Para nós, o que Angra era no Brasil, o Algarve era na Europa. Há dois anos e meio Ayrton fazia daquele cantinho ensolarado do sul de Portugal o seu mix de refúgio e escritório ao longo de toda a temporada européia - que, com uma ou outra alteração de calendário, coincidia com o período mais agradável de final de primavera, verão e comecinho de outono. De mais a mais, as férias escolares brasileiras, em julho, sempre davam chance para que a família, ou parte dela, se achegasse - como aconteceu em 1993. Pude curtir meus primeiros momentos de verdadeira  intimidade com a Zaza, mãe dele - a quem eu ainda tratava pelo cerimonioso "dona Neide". Intimidade é isso: café da manhã juntas, preparar na cozinha uma comidinha especial para o filho, sair às compras com ela e a Juraci, a caseira. Viver essas coisas banais do cotidiano. Viviane, a irmã mais velha de Ayrton, apareceu com as meninas, Bia e Paulinha. Bruno ficou com o avô na fazenda de Tatuí, treinando no seu kart.

Pude sentir, nas palavras trocadas à mesa ou à beira da piscina, o que o Béco significava para eles: o xodó, o filho vitorioso, o arrimo, o eixo, quase a motivação de cada uma daquelas vidas. Uma mulher a mais, uma namorada, seria sempre uma ameaça à ordem natural da rotina familiar, um perigo. Namoradinha, que fosse - mas  que não passasse daí (foi longe, passou daí... Adriane morava com Ayrton a mais de 1 ano e seria sua esposa, para o desagrado da família dele). Isso eu vejo agora. Não pela cabeça naqueles dias, naquelas semanas. Eu só sabia repartir com eles, o Béco e a família, coisas boas.

Por exemplo, a vontade súbita de fazer umas comprinhas em outras cidades da Europa. O jato do Béco estava quase sempre disponível, nos intervalos entre as provas e lá fomos nós, a mãe, a irmã e as crianças para uma temporada de aquisições em Londres. Sendo que, uma tarde, saindo só nós duas, Bia e eu, ela simplesmente evaporou, dentro da Harrods. Eu, desesperada, descabelada, procurando. Nada. Perguntei por ela, no meu inglês estropiado. Nada. Fui até a porta. Nada.
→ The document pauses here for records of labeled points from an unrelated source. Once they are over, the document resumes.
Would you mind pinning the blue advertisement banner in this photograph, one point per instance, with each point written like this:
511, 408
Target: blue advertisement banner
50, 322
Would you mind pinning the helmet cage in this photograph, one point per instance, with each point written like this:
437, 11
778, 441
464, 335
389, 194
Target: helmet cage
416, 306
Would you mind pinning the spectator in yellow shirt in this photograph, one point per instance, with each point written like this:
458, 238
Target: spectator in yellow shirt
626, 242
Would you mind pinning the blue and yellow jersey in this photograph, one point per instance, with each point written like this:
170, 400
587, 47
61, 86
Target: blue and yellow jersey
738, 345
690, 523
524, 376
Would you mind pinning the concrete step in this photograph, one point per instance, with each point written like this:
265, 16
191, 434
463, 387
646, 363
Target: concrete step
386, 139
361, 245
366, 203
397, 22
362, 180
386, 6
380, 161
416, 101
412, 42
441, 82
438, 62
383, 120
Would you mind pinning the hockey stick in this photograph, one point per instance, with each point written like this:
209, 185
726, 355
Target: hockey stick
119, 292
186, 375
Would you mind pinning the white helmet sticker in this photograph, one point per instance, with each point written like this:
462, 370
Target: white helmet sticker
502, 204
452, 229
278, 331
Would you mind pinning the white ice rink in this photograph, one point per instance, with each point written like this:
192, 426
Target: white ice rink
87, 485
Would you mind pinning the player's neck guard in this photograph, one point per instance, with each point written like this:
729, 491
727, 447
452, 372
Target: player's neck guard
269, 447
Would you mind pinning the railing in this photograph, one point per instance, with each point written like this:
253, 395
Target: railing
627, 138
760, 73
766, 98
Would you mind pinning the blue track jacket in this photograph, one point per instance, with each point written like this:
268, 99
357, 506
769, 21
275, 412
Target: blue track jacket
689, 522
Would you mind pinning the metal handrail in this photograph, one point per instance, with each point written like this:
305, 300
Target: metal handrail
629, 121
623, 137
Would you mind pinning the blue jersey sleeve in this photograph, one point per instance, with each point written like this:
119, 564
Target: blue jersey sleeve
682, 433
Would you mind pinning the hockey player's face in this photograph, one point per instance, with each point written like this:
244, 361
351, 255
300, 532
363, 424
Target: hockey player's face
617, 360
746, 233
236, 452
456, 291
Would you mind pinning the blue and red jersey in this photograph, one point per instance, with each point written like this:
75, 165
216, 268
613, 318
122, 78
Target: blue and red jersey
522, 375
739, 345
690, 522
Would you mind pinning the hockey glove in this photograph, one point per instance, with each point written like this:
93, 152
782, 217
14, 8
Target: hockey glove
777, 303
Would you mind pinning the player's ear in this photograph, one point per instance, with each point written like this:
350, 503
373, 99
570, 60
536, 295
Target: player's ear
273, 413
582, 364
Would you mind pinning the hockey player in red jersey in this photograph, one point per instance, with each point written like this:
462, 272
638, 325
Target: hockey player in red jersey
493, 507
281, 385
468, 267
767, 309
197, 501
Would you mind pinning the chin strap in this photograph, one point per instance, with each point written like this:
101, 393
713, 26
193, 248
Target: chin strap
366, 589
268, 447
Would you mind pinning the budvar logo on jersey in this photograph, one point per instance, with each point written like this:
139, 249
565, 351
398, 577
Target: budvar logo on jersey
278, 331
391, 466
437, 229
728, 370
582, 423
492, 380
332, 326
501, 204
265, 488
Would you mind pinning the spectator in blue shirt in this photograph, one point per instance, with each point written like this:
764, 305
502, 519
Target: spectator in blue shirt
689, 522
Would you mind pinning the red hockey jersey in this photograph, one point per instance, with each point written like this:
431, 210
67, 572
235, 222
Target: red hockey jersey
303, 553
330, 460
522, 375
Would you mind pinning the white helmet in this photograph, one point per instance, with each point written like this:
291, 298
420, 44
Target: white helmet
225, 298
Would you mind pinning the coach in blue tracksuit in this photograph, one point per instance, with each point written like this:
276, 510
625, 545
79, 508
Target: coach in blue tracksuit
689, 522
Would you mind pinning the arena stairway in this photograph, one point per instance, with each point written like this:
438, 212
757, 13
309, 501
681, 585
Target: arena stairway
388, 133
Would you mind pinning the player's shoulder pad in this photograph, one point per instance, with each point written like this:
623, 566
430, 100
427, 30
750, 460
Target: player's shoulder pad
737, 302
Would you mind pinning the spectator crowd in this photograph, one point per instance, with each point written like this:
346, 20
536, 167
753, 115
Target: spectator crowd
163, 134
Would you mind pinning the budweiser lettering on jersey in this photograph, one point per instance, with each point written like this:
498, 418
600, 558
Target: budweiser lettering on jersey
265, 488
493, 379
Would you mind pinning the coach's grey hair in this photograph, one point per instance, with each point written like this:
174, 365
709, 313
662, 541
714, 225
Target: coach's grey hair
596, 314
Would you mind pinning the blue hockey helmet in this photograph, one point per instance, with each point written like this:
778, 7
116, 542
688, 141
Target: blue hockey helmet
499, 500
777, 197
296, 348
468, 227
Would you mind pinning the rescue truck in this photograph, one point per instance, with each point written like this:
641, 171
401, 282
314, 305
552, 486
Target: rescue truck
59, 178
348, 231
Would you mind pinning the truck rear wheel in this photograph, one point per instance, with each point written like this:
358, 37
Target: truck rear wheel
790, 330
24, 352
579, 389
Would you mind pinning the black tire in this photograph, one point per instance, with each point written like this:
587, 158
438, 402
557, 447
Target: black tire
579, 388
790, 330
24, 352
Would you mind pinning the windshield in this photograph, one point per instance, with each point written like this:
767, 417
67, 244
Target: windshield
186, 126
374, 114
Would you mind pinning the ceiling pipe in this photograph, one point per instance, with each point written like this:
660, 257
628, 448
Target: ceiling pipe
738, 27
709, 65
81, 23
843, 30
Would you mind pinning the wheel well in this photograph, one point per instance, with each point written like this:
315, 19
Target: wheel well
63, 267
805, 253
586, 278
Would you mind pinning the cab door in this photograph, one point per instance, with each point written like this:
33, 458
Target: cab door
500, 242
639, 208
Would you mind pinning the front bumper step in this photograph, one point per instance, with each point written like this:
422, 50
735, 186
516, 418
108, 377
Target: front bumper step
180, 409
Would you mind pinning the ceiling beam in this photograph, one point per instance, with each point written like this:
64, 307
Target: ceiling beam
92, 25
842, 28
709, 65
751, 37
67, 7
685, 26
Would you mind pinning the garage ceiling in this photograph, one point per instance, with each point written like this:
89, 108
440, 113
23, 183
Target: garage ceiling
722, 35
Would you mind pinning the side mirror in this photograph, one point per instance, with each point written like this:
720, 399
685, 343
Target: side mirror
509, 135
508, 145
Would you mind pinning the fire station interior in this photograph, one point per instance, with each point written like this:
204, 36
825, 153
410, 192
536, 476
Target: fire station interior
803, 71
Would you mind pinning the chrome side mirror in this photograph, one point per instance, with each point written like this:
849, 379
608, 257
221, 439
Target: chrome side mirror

Meu desespero me obrigou  a uma última saída:

- Biiiiaaaaaa!

Dei um berro que toda a gigantesca loja de departamentos ouviu.

Inclusive ela, ainda bem. Calmamente, experimentava roupa num daqueles provadores.

Próxima escala: Paris. Desembarcamos no hotel e saímos em disparada, à procura de um táxi. Estava tudo estranhamente calmo. O porteiro nos deteve:

- Mesdames, vocês sabem que dia é hoje?

14 de julho, feriado nacional. Tudo fechado. E só tínhamos mais um dia. Saímos assim mesmo, lambendo as vitrines. Conseguimos descobrir duas lojinhas antipatrióticas: uma de perfumes, outra de cristais.

Béco foi nos encontrar lá, já a caminho dos testes do GP da Alemanha. Abriu nossos quartos e quase desmaiou:

- Vocês estão malucas?

Teve a pachorra de contar: 38 malas, para quatro mulheres. O paciente Mahonney conseguiu acomodá-las, todas, no avião. Posou, antes, para uma foto que mostrasse toda aquela bagagem. Simpaticíssimo personagem, do qual sentirei falta, o Mahonney. Lembro-me de que ele reclamava apenas de uma coisa: de tão próximo do Béco, nunca ninguém se lembrara de fotografá-los juntos, piloto e piloto. Soube, aliviada, que às vésperas do acidente fatal em Ímola a foto foi feita.

Mas o convívio em Mônaco, a sós, tinha feito tão bem que não nos cansávamos de planejar novas viagens, apenas os dois.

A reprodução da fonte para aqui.